On the Properties of Kullback-Leibler Divergence Between Multivariate Gaussian Distributions

Kullback-Leibler (KL) divergence is one of the most important measures to calculate the difference between probability distributions. In this paper, we theoretically study several properties of KL divergence between multivariate Gaussian distributions. Firstly, for any two $n$-dimensional Gaussian distributions $\mathcal{N}_1$ and $\mathcal{N}_2$, we prove that when $KL(\mathcal{N}_2||\mathcal{N}_1)\leq \varepsilon\ (\varepsilon>0)$ the supremum of $KL(\mathcal{N}_1||\mathcal{N}_2)$ is $(1/2)\left((-W_{0}(-e^{-(1+2\varepsilon)}))^{-1}+\log(-W_{0}(-e^{-(1+2\varepsilon)})) -1 \right)$, where $W_0$ is the principal branch of Lambert $W$ function.For small $\varepsilon$, the supremum is $\varepsilon + 2\varepsilon^{1.5} + O(\varepsilon^2)$. This quantifies the approximate symmetry of small KL divergence between Gaussian distributions. We further derive the infimum of $KL(\mathcal{N}_1||\mathcal{N}_2)$ when $KL(\mathcal{N}_2||\mathcal{N}_1)\geq M\ (M>0)$. We give the conditions when the supremum and infimum can be attained. Secondly, for any three $n$-dimensional Gaussian distributions $\mathcal{N}_1$, $\mathcal{N}_2$, and $\mathcal{N}_3$, we theoretically show that an upper bound of $KL(\mathcal{N}_1||\mathcal{N}_3)$ is $3\varepsilon_1+3\varepsilon_2+2\sqrt{\varepsilon_1\varepsilon_2}+o(\varepsilon_1)+o(\varepsilon_2)$ when $KL(\mathcal{N}_1||\mathcal{N}_2)\leq \varepsilon_1$ and $KL(\mathcal{N}_2||\mathcal{N}_3)\leq \varepsilon_2$ ($\varepsilon_1,\varepsilon_2\ge 0$).
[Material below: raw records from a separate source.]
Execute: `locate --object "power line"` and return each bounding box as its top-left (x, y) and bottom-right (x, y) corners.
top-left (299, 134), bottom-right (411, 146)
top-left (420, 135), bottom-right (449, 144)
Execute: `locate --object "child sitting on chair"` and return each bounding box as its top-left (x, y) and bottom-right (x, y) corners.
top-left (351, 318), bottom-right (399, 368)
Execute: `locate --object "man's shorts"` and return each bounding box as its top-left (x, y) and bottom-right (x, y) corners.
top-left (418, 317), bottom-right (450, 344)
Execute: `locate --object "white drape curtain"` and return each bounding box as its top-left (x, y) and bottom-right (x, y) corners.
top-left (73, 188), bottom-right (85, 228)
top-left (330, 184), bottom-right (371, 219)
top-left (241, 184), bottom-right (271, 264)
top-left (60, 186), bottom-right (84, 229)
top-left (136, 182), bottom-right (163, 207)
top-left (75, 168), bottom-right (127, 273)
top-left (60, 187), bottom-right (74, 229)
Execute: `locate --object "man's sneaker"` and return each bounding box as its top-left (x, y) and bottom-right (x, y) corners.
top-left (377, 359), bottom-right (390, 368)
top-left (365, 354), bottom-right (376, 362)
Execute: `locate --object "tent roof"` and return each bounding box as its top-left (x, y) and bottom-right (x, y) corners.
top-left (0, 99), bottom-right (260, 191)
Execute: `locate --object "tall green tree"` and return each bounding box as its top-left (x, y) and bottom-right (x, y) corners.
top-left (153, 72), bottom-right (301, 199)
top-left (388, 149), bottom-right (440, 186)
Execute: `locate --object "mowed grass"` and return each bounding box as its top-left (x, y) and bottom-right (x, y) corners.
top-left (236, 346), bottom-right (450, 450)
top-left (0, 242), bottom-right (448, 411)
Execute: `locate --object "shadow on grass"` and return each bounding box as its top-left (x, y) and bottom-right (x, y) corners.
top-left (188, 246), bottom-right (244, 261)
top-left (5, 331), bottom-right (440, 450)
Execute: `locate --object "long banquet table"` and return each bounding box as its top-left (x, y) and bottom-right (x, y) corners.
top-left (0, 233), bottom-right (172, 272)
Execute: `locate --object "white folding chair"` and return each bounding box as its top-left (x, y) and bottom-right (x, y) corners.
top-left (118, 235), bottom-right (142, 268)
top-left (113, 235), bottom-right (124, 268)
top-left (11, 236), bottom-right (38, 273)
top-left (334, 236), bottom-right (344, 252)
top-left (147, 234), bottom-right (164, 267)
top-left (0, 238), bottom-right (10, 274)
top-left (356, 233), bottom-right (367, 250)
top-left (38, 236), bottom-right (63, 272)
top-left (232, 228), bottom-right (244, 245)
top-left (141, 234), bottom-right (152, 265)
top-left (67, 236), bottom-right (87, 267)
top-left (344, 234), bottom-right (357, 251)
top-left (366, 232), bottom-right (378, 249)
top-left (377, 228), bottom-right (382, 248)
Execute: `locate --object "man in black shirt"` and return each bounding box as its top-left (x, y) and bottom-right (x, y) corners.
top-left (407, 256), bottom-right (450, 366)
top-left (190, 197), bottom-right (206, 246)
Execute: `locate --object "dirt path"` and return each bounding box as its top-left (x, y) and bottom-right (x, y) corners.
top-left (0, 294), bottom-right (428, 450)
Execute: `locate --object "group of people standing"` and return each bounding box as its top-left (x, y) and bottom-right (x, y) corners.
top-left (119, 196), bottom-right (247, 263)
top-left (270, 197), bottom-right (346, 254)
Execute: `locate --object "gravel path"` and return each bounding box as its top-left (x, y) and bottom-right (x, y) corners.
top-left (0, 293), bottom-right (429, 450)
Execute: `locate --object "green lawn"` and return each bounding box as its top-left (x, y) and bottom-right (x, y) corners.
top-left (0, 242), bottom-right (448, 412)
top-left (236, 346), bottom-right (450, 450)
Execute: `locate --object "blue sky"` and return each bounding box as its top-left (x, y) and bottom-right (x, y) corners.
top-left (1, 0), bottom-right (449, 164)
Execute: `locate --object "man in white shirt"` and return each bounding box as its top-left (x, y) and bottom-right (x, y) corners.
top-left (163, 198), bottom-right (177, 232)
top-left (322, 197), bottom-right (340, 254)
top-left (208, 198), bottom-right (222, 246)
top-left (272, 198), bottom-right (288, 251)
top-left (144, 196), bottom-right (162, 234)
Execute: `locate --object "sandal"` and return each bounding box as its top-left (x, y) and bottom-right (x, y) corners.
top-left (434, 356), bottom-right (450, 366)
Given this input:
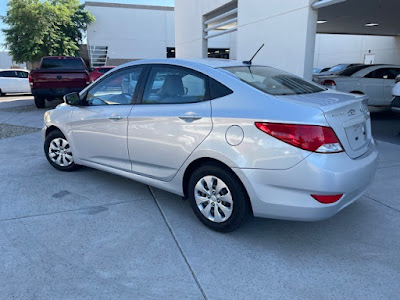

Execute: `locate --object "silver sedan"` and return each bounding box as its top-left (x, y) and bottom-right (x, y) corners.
top-left (43, 59), bottom-right (378, 232)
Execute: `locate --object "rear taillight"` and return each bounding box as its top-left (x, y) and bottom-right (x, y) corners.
top-left (28, 73), bottom-right (33, 86)
top-left (311, 194), bottom-right (343, 204)
top-left (85, 73), bottom-right (90, 85)
top-left (321, 79), bottom-right (336, 87)
top-left (255, 122), bottom-right (344, 153)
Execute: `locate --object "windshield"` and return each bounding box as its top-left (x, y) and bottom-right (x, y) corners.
top-left (222, 66), bottom-right (325, 95)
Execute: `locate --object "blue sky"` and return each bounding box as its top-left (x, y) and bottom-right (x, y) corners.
top-left (0, 0), bottom-right (175, 50)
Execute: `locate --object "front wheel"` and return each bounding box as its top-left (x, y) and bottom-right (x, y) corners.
top-left (44, 130), bottom-right (79, 171)
top-left (34, 96), bottom-right (45, 108)
top-left (188, 164), bottom-right (251, 232)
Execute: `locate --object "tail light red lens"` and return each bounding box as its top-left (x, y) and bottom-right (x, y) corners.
top-left (321, 79), bottom-right (336, 86)
top-left (311, 194), bottom-right (343, 204)
top-left (255, 122), bottom-right (343, 153)
top-left (85, 73), bottom-right (90, 85)
top-left (28, 73), bottom-right (33, 86)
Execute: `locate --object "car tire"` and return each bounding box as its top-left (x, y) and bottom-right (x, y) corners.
top-left (187, 163), bottom-right (251, 232)
top-left (44, 130), bottom-right (79, 172)
top-left (34, 96), bottom-right (45, 108)
top-left (0, 89), bottom-right (5, 96)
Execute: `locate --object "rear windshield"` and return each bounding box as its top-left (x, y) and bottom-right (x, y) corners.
top-left (222, 66), bottom-right (325, 95)
top-left (337, 65), bottom-right (370, 76)
top-left (41, 58), bottom-right (86, 70)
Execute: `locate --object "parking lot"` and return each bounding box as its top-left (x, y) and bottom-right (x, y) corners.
top-left (1, 95), bottom-right (400, 299)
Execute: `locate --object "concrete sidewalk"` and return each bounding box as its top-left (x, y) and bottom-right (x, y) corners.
top-left (1, 96), bottom-right (399, 299)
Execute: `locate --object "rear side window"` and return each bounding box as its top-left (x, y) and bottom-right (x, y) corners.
top-left (41, 58), bottom-right (86, 70)
top-left (223, 66), bottom-right (325, 95)
top-left (17, 71), bottom-right (29, 78)
top-left (337, 65), bottom-right (370, 76)
top-left (209, 78), bottom-right (233, 99)
top-left (142, 66), bottom-right (207, 104)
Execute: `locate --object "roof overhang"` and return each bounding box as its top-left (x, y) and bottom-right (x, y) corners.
top-left (315, 0), bottom-right (400, 36)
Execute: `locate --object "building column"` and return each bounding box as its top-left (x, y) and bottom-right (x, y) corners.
top-left (236, 0), bottom-right (318, 79)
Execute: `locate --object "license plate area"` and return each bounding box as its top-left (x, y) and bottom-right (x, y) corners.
top-left (345, 121), bottom-right (368, 151)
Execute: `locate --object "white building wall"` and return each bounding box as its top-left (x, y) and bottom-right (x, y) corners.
top-left (174, 0), bottom-right (233, 58)
top-left (0, 52), bottom-right (26, 69)
top-left (86, 4), bottom-right (175, 60)
top-left (314, 34), bottom-right (400, 68)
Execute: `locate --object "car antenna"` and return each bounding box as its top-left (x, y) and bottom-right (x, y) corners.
top-left (243, 44), bottom-right (265, 65)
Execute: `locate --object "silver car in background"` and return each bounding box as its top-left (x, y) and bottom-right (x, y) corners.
top-left (43, 59), bottom-right (378, 232)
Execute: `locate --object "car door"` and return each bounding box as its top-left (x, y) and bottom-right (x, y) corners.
top-left (0, 71), bottom-right (18, 93)
top-left (16, 71), bottom-right (30, 93)
top-left (362, 68), bottom-right (391, 106)
top-left (69, 66), bottom-right (144, 171)
top-left (127, 65), bottom-right (212, 181)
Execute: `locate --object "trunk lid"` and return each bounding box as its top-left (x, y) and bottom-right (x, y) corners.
top-left (276, 90), bottom-right (372, 159)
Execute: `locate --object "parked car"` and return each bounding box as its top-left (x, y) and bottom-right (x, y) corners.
top-left (314, 64), bottom-right (400, 108)
top-left (43, 59), bottom-right (378, 232)
top-left (89, 66), bottom-right (115, 82)
top-left (314, 63), bottom-right (363, 77)
top-left (29, 56), bottom-right (90, 108)
top-left (391, 75), bottom-right (400, 113)
top-left (0, 69), bottom-right (31, 96)
top-left (312, 67), bottom-right (330, 75)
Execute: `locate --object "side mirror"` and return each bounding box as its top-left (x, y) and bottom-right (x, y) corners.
top-left (64, 92), bottom-right (81, 106)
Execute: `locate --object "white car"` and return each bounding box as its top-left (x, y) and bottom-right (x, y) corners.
top-left (42, 59), bottom-right (378, 232)
top-left (391, 75), bottom-right (400, 113)
top-left (314, 64), bottom-right (400, 108)
top-left (0, 69), bottom-right (31, 96)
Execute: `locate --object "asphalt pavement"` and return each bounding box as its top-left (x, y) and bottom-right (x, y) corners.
top-left (0, 95), bottom-right (399, 299)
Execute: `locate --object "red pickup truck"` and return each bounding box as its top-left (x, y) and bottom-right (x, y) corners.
top-left (29, 56), bottom-right (90, 108)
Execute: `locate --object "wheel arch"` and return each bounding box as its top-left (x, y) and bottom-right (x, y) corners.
top-left (45, 125), bottom-right (63, 137)
top-left (182, 157), bottom-right (253, 214)
top-left (350, 90), bottom-right (365, 95)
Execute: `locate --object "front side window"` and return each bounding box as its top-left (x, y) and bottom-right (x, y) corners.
top-left (0, 71), bottom-right (17, 78)
top-left (222, 66), bottom-right (325, 95)
top-left (142, 66), bottom-right (207, 104)
top-left (86, 67), bottom-right (142, 106)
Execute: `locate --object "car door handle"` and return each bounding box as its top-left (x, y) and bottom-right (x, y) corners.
top-left (108, 114), bottom-right (123, 121)
top-left (178, 113), bottom-right (202, 122)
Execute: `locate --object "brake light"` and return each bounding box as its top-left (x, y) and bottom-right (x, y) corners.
top-left (321, 79), bottom-right (336, 86)
top-left (28, 73), bottom-right (33, 86)
top-left (255, 122), bottom-right (344, 153)
top-left (85, 73), bottom-right (90, 85)
top-left (311, 194), bottom-right (343, 204)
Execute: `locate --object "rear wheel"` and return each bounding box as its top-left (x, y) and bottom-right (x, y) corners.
top-left (34, 96), bottom-right (45, 108)
top-left (0, 89), bottom-right (5, 96)
top-left (44, 130), bottom-right (79, 172)
top-left (187, 164), bottom-right (251, 232)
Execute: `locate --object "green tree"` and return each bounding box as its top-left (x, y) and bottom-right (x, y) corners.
top-left (2, 0), bottom-right (95, 63)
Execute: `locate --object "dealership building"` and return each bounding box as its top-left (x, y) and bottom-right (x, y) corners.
top-left (85, 0), bottom-right (400, 79)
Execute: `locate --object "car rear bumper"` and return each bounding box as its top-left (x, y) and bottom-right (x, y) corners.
top-left (32, 88), bottom-right (84, 99)
top-left (391, 96), bottom-right (400, 114)
top-left (235, 140), bottom-right (379, 221)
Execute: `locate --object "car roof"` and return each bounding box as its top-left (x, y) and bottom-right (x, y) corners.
top-left (0, 68), bottom-right (29, 72)
top-left (119, 58), bottom-right (249, 69)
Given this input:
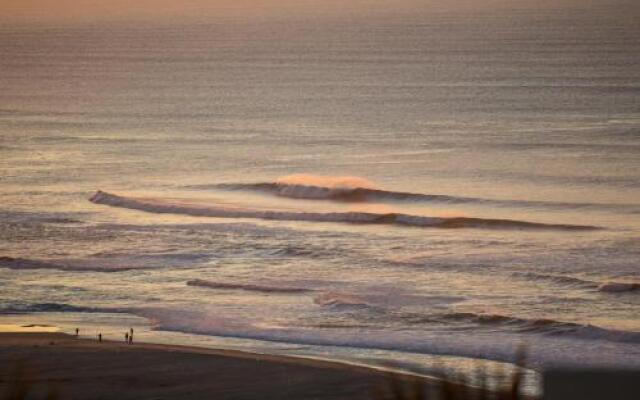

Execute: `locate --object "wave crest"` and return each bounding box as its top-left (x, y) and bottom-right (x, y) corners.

This reveals that KL divergence between Gaussian distributions follows a relaxed triangle inequality. Note that, all these bounds in the theorems presented in this work are independent of the dimension $n$. Finally, we discuss several applications of our theories in deep learning, reinforcement learning, and sample complexity research.